# Ausgeben der Eingabewerte einer Methode



## Gabbiadini (28. Dez 2004)

Hallo zusammen,
wie ihr gleich seht, bin ich noch blutiger Java-Anfänger. Ich zerbreche mir seit drei Stunden den Kopf, und komme einfach nicht weiter...im Internet und in meinem Java-Buch hab ich keinen funktionierenden Ansatz gefunden.

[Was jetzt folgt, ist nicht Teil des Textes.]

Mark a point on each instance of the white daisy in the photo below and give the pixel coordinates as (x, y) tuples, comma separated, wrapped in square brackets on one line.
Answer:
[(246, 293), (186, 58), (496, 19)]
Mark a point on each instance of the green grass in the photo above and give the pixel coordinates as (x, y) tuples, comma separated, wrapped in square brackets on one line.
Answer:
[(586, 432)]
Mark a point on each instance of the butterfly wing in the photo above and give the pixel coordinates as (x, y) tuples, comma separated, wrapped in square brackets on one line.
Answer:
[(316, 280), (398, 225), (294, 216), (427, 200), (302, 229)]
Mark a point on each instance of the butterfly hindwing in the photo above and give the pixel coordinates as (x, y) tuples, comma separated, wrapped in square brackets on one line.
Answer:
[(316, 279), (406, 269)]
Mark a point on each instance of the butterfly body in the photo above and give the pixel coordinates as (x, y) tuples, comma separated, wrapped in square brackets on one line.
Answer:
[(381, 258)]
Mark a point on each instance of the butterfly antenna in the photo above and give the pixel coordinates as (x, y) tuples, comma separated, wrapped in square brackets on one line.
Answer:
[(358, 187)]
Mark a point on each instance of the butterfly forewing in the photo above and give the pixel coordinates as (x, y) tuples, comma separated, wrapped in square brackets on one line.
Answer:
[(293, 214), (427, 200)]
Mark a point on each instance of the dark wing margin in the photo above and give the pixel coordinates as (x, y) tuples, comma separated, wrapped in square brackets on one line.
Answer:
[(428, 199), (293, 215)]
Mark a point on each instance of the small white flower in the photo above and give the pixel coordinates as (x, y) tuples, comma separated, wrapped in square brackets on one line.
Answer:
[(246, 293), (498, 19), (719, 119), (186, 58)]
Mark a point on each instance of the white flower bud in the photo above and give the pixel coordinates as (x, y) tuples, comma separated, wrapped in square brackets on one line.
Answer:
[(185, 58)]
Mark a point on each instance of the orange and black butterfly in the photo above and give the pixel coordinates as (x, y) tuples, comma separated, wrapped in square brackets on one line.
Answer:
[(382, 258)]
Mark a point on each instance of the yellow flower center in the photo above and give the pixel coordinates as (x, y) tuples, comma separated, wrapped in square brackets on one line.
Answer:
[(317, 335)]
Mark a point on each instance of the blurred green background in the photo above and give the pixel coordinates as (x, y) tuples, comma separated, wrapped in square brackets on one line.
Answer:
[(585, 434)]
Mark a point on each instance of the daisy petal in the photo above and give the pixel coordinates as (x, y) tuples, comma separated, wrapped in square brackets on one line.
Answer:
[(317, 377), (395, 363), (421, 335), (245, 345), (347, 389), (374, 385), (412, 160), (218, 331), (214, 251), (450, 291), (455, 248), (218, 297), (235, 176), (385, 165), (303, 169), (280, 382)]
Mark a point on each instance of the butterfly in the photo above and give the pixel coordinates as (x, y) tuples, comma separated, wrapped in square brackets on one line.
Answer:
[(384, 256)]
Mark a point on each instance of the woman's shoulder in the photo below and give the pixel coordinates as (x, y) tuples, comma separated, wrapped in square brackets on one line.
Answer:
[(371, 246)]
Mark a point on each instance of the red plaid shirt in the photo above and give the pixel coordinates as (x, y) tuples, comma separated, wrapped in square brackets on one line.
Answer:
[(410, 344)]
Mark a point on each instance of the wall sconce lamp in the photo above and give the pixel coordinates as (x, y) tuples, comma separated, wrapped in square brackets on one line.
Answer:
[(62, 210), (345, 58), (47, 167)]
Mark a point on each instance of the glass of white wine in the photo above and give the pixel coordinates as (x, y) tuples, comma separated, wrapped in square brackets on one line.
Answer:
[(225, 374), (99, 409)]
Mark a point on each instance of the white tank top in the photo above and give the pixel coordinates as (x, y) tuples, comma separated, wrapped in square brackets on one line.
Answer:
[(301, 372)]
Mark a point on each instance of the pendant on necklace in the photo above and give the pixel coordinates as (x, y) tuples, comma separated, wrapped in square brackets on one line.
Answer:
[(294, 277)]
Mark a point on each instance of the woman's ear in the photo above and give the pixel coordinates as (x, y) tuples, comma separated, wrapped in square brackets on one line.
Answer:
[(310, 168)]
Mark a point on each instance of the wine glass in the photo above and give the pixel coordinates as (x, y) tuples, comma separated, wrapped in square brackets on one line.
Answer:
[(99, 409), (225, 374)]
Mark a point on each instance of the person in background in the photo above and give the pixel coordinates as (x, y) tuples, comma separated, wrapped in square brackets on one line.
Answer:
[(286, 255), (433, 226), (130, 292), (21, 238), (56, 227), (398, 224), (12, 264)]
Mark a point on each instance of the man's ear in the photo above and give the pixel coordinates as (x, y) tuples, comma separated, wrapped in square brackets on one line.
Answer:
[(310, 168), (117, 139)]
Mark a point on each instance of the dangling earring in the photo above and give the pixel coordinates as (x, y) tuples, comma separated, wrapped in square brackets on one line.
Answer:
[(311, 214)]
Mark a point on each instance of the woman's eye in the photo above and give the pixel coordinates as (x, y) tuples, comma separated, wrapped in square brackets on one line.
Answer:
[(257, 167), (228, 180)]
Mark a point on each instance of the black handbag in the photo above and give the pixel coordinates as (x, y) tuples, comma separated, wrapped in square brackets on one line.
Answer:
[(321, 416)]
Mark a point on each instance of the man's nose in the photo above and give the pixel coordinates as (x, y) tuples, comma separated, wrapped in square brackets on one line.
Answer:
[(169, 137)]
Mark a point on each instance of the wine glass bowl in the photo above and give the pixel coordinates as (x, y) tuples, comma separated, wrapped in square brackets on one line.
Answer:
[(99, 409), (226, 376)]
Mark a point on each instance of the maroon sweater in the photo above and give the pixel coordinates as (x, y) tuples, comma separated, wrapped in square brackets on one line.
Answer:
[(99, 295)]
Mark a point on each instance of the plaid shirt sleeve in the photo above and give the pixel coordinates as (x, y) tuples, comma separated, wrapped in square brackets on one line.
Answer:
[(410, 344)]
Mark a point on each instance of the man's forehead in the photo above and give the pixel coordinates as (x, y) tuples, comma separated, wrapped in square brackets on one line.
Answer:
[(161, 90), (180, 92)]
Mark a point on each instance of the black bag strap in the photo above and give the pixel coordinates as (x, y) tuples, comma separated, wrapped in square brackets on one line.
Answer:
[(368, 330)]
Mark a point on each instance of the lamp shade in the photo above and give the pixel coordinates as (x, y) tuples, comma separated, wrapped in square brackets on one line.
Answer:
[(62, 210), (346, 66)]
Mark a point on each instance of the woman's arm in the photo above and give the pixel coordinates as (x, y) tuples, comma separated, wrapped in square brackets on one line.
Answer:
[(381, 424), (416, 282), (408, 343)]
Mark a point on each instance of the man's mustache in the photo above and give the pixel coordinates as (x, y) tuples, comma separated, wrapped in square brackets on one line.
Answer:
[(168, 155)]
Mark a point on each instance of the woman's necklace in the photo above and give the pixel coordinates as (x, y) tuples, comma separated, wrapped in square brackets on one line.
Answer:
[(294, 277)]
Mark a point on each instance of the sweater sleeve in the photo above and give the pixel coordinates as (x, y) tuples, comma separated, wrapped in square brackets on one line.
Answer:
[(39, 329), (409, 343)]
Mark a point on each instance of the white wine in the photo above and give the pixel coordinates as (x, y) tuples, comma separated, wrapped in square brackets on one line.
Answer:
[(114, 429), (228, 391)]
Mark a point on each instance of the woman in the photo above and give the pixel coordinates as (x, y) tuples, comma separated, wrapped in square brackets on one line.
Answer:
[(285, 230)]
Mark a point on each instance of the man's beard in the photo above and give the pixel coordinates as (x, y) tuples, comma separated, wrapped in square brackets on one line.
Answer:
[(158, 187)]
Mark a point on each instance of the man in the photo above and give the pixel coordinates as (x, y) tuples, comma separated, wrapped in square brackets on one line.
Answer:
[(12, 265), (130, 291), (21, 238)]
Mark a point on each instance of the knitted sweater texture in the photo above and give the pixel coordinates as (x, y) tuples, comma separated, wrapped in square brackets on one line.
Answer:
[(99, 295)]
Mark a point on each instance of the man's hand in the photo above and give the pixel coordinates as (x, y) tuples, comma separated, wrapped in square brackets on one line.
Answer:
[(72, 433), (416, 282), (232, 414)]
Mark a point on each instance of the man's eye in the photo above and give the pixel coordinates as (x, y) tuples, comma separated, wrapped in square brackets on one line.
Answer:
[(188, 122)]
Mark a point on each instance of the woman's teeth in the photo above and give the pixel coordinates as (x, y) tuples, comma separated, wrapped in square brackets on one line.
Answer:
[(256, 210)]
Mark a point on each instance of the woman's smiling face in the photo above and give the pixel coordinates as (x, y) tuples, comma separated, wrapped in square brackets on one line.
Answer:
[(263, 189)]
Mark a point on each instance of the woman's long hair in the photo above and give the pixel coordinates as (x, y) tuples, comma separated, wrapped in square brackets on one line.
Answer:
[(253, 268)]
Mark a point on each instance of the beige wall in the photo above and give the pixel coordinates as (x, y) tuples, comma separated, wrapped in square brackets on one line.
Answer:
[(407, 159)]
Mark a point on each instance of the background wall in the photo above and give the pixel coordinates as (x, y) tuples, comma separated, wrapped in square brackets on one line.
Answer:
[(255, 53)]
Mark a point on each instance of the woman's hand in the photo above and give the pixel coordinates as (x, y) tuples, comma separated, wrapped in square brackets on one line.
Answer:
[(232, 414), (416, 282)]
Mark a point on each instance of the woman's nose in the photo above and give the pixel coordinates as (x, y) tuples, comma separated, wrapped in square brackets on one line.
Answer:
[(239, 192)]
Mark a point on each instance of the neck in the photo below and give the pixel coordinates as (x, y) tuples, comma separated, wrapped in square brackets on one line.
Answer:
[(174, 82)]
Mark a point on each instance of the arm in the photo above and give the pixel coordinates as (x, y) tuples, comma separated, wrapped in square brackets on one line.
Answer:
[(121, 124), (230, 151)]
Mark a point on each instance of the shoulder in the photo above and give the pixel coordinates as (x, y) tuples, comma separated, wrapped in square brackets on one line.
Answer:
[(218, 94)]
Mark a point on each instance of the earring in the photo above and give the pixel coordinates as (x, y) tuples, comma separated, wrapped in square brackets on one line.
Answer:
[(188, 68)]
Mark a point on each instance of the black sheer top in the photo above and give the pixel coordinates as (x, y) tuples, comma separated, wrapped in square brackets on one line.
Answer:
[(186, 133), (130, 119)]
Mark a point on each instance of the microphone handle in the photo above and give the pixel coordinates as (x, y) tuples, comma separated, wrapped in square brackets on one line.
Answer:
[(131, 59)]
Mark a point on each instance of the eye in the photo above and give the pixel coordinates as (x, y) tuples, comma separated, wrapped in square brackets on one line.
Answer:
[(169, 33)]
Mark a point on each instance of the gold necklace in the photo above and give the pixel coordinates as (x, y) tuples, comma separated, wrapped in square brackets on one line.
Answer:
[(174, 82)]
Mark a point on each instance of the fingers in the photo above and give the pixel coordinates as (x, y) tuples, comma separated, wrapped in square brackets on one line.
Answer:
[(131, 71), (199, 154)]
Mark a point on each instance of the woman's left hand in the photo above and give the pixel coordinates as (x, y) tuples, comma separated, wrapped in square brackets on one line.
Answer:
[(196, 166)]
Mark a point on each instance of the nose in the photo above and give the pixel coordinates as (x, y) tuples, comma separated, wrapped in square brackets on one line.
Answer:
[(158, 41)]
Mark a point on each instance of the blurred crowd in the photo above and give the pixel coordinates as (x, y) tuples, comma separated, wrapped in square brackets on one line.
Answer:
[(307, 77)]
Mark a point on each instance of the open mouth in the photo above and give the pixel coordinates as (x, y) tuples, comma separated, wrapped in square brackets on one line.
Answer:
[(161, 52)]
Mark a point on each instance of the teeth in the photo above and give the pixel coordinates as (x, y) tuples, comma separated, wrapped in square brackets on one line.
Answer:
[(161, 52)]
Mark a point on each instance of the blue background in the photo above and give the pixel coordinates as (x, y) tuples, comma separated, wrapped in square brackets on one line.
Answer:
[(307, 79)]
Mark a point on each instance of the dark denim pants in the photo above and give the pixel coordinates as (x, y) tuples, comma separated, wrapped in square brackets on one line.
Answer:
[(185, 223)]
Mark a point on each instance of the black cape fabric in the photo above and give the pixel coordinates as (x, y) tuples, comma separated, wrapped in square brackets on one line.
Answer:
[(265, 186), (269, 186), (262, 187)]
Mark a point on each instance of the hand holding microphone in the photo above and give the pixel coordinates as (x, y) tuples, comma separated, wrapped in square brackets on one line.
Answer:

Ich habe die Aufgabenstellung, in einer separaten Methode double-Werte einzulesen, und diese in der main() Methode auszugeben bzw. in anderen Methoden weiter zu verarbeiten. Allerdings scheitere ich schon an der Ausgabe in main() ???:L 

Meine Methode zum Einlesen sieht derzeit folgendermaßen aus:

```
class EIN
{
	static double[] messein ()		
	{
		double eingabe[];
		int i=1, abbruch=0;		
		eingabe=new double[8];		
		do
		{
			System.out.print("Bitte geben Sie einen Messwert ein: ");		
			eingabe[i]=IO1.eindouble();
			i=i++;
			System.out.print("Bitte eine 1 eingeben, wenn weitere Berechnung erwuenscht: ");		 
			abbruch=IO1.einint();
			return eingabe;	
		}
		while (abbruch==1);		
	}		
}
```
*IO1 ist eine Methode zum Einlesen von Integer und Double-Werten, die ich vorgeben bekommen habe.


Wie hole ich mir jetzt die einzelnen Werte in die main() Methode hinüber, so daß nach Eingabe aller Werte diese nochmal ALLE ausgegeben werden? Bzw, daß ich sie weiterverarbeiten kann (Durchschnitt, etc)?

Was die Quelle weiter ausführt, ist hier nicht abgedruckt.